So you have to get square root from analog input in order to determine how fast should
the character move forward.
But which is better. Having lots of precalculated values where to take comparisons or use Mathf.Sqrt and calculate the exact result or a bit rounded up result.
The values are always between 1 and -1.
I’m just scared of square root because its time taking calculation but these days
computers have a lot of computing power in them for it being little to no problem in
order to solve such a little task.
So, the best way or even better one?
PS: Add more tags and raise the tag limit.

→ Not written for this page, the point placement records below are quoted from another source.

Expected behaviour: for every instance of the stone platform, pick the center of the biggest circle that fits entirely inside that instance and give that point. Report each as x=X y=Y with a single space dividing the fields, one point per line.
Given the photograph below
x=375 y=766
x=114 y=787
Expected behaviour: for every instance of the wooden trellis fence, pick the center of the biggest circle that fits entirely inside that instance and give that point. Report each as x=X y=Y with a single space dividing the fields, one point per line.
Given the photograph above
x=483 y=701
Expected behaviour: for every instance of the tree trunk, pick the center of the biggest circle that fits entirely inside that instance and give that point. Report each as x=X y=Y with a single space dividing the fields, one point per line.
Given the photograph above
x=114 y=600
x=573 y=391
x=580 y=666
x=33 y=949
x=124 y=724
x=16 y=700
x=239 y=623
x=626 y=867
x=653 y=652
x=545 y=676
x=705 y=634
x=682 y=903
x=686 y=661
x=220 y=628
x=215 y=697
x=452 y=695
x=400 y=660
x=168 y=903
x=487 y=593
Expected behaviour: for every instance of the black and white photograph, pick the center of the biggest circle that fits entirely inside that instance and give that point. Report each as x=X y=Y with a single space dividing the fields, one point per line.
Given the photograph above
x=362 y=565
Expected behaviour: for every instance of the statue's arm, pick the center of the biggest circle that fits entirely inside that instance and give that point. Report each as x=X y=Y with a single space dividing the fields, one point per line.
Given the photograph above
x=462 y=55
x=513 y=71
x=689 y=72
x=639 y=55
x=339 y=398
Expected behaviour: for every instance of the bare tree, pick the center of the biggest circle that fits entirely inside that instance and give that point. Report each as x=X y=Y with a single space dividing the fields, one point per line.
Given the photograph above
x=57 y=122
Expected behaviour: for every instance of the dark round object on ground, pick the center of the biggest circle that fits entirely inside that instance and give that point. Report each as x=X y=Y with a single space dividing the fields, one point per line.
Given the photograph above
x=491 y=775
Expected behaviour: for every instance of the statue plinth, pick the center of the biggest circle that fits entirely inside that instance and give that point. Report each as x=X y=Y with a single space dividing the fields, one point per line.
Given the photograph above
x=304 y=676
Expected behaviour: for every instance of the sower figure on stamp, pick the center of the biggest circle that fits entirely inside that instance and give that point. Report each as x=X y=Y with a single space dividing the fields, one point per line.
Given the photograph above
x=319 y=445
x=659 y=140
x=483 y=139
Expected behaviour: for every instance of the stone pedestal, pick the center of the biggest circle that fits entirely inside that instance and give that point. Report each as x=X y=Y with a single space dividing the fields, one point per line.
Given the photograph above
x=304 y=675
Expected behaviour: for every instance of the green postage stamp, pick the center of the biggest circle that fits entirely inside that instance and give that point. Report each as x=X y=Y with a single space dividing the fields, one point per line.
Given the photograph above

Hypotenuse.
You don’t need to calculate the length of input by hand if you pack the values into a Vector2 and use the magnitude value. This still uses sqrt, though.
If you use sqrMagnitude it will avoid using sqrt by giving the length squared. Since there is no value with a greater magnitude of 1 along your axes, you’ll never run into a a squared length greater than 1, since 1 * 1 = 1.
The relationship between numbers and their squares is a curve, like this:
You could probably use this to your advantage, because now you can have a value that gets faster at the edges and slower for sneaking when its closer to the deadzone.
Having the input max out at 1 is also benificial, because now you have a unit value. If you want your speed to be 20, you just have to multiply the square magnitude by it, which will scale your curve to a range of 0 to 20.
It is highly unlikely that this will be your bottleneck. If you are unsure, just test it. Usually I answer these kinds of questions for myself by pushing things “beyond reason” and see what happens. So drop something like this into into your update:
for (var i = 0; i < 100000; i++)
{
var foo = Mathf.Sqrt(Random.Range(0.1,0.9));
}
On my desktop, 100,000 calculations dropped the the frame rate from 66 to 63, and part of that is the Random.Range() call. May be different on your target platform.
Mathf.Sqrt on a modern CPU is only a few times slower than standard math operations (and you’ll find that add/subtract/multiply/divide are all pretty much the same speed too, so the whole “avoid division” thing goes out the window). In fact I found that the time taken by the square root itself on my CPU isn’t so much slower than the overhead of calling the Sqrt function.